Highlights for the six months ended 30 June 2014:
- Revenue of R4 billion up 13.2%
- Underlying operating profit up 14.5% to R270 million
- Basic underlying earnings per share up 19.2% to 91.8 cents (June 2013: 77.0 cents)
- Return on Capital Employed of 16.9% (June 2013: 15.5%)
- Interim gross cash dividend of 26 cents per share up 18.2% (June 2013:22 cents per share)
- Gearing down to 32.5% (June 2013: 35.6%)
JOHANNESBURG, 13 August 2014 – Mpact, a leading manufacturer of paper and plastics packaging, today reported an improvement of 14.5% in its underlying operating profit to R270 million in the six months to 30 June 2014, on the back of revenue growth of 13.2% to R4 billion.
In reporting its half-year performance today, Mpact attributed the results mainly to a favourable sales mix and improved productivity.
Basic underlying earnings per share improved by 19.2% to 91.8 cents per share compared the same period last year. Mpact said this was a result of the increase in operating profit and unchanged finance costs. The Board of Mpact has declared an interim gross cash dividend of 26 cents per ordinary share, up 18.2% on the prior period’s interim dividend.
Mpact also announced today that it has entered into an agreement with the Industrial Development Corporation (IDC) to build a state-of-the-art polyethylene terephthalate (PET) recycling plant in Gauteng. The plant is due to be commissioned during the second half of 2015 at a total investment cost of R350 million. The business will be held in a newly-formed company, Mpact Polymers (Pty) Ltd, in which Mpact holds 79% and the IDC 21%.
The Group said that the trading environment in its first half was characterised by subdued GDP and consumer spending growth. A decline in fruit exports resulted in a reduced demand for fruit packaging. Further, escalation in input costs was above inflation, driven by rand depreciation, administered prices and wage settlements.
Mpact reported that higher average selling prices only partially offset raw material and distribution cost increases, leading to a decline in gross margin when compared to the same period in 2013. External sales volume grew 1.8% during the period.

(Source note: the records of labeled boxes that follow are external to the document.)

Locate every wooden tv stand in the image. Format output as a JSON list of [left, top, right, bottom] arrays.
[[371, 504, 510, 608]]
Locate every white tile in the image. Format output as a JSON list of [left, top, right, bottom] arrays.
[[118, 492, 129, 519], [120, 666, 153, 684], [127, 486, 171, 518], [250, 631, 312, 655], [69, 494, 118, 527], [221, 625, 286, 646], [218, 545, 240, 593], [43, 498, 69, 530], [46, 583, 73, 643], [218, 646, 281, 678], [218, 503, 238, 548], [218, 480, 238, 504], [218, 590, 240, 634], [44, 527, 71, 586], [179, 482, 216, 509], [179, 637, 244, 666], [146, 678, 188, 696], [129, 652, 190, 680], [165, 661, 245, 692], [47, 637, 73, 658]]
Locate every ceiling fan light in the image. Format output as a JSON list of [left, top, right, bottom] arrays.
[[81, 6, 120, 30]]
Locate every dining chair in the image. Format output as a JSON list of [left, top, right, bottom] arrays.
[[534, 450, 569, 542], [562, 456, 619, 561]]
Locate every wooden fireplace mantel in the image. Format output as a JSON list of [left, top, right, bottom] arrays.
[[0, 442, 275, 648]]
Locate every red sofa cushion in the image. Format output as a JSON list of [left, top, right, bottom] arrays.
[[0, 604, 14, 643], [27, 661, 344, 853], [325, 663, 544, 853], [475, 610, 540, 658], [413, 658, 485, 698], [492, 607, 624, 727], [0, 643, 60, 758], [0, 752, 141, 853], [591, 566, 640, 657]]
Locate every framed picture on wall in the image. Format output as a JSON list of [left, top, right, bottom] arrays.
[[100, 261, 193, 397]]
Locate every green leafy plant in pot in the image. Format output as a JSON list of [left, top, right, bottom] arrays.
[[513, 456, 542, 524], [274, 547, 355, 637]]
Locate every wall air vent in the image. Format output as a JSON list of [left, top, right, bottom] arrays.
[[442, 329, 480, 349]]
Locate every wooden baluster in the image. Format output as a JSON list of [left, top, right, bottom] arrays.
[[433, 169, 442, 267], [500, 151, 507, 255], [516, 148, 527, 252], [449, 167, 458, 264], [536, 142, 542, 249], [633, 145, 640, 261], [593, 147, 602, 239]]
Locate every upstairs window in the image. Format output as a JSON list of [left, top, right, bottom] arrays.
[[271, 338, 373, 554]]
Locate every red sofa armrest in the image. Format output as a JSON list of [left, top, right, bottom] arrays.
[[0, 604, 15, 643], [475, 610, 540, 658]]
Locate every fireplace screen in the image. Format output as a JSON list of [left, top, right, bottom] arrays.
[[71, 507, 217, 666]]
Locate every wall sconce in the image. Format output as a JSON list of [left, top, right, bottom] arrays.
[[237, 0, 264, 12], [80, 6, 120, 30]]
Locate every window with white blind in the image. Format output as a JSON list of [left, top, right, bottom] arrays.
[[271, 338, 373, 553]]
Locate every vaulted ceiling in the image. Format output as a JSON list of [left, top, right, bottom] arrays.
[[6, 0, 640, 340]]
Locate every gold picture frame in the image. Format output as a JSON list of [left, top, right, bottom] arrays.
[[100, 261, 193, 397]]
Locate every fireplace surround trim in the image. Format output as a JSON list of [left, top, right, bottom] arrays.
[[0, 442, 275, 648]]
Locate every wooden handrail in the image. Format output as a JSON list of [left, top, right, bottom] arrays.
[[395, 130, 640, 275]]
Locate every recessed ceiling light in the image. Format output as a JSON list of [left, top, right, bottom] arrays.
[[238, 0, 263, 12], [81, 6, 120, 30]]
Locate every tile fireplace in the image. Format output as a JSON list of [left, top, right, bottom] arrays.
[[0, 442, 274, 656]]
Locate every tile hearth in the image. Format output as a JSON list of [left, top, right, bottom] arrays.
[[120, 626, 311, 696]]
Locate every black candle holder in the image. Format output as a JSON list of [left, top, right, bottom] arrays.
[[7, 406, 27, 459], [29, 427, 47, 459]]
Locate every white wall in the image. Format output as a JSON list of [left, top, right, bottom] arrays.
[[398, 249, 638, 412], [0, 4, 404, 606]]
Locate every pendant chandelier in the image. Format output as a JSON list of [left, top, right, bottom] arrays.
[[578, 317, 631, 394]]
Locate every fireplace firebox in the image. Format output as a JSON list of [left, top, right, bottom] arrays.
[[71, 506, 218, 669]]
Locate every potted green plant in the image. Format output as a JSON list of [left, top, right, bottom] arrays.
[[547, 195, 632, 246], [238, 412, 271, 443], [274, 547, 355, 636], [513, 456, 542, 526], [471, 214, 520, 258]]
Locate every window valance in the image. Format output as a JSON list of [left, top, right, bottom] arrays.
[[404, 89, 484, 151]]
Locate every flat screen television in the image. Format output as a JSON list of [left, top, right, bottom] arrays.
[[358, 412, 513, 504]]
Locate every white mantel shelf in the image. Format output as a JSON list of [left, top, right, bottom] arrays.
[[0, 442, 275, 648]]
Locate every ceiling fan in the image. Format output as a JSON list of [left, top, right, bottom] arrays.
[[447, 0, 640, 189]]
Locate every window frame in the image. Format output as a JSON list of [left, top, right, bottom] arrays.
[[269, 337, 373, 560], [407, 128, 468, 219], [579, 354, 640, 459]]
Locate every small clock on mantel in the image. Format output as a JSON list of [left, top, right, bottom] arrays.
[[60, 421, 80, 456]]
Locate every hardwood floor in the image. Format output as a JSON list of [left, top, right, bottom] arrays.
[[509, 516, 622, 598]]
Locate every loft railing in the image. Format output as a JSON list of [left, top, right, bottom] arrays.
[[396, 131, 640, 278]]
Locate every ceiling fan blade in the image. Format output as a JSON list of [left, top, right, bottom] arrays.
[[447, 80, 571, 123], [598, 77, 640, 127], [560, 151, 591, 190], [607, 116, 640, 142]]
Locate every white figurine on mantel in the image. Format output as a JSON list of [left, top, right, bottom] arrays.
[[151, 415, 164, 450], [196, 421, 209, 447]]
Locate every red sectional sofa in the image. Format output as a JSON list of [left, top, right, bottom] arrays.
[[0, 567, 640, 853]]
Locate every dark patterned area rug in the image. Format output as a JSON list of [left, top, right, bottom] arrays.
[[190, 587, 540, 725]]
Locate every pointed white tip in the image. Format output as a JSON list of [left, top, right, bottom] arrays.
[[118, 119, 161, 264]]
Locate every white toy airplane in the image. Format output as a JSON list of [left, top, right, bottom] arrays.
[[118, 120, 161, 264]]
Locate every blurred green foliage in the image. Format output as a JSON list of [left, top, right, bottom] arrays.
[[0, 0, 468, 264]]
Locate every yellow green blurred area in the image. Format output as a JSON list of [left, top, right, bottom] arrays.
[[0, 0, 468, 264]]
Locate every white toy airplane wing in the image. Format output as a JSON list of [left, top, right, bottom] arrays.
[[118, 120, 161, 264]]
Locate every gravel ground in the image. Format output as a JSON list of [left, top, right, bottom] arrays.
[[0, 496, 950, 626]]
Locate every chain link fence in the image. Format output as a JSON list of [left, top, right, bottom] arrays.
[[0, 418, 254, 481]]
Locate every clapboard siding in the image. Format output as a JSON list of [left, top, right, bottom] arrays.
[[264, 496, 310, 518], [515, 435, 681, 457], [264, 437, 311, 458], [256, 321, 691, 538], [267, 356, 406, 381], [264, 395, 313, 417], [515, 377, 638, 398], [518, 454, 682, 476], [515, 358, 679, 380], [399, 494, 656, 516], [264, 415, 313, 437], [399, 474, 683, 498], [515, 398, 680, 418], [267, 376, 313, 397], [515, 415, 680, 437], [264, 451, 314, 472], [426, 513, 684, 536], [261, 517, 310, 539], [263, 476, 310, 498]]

Improved productivity and fixed cost saving across the Group helped to improve the operating profit margin to 6.8% from 6.7% in the comparable prior period.
Return on Capital Employed (ROCE), a key performance measure for Mpact, improved to 16.9% compared to 15.5% in the same period last year.
The R765-million upgrade of the Felixton paper mill, announced in March 2014, and which is due to be completed in 2017, progressed according to plan during the period under review.
Mpact improved its B-BBEE status from a Level 6 at 31 December 2013 to Level 5 as of March 2014.
In the Paper business, Mpact said revenue for the period was up 14.2% to R2.9 billion with external sales volume growth of 2.1%. Detpak SA, the business acquired in September 2013 contributed 0.9% to external sales volume growth. Underlying operating profit increased by 11.7% to R280.7 million (June 2013: R251.3 million). Productivity improvements resulting from recent investments in the Corrugated business, as well as fixed cost savings across the Paper business, partially offset the under-recovery of increased raw material costs.
In the Plastics business, revenue increased by 10.4% to R1.1 billion due to higher average selling prices. Sales volumes measured in tons were in line with the comparable prior period, with good volume growth in bins and crates offset by a decline in certain products in the FMCG business due to rationalisation.
Underlying operating profit increased by 28.0% to R43.9 million (June 2013: R34.3 million) with margins increasing to 4.1% from 3.5% as a result of a more favourable product mix and management of fixed costs.
The Group’s net debt at 30 June 2014 was R1.4 billion, a decrease of R76 million from 30 June 2013. Average net debt was 4.4% lower than the comparable prior period with gearing of 32.5% (June 2013: 35.6%)
To meet changing operational requirements and to remain competitive within the Mpact Plastics FMCG business, agreement has been reached with all affected parties to close the converting factory situated in Robertville, Gauteng and relocate certain plant to other Plastics operations. The closure is expected to be completed by the end of the 2014 financial year at an estimated non-recurring cost of R23 million, which will be accounted for in the second half.
The direct financial cost of the four-week-long industrywide strike that affected six plastics converting operations during July is estimated to be R20 million, which may be partly recovered during the balance of the year.
Comment on the first half by Bruce Strong, chief executive officer of Mpact Limited: “Mpact’s results for the first half of 2014 reflect the Group’s resilience, established market positions and the benefits derived from investments made over past years to improve productivity.
“We continue to identify investment opportunities that offer the prospect of enhanced shareholder returns while meeting our other strategic objectives.
“In the second half of 2014 we expect a significant challenge to recover cost inflation while economic growth remains modest. Despite this we remain confident in our strategy, well established market positions and ability to generate shareholder returns.”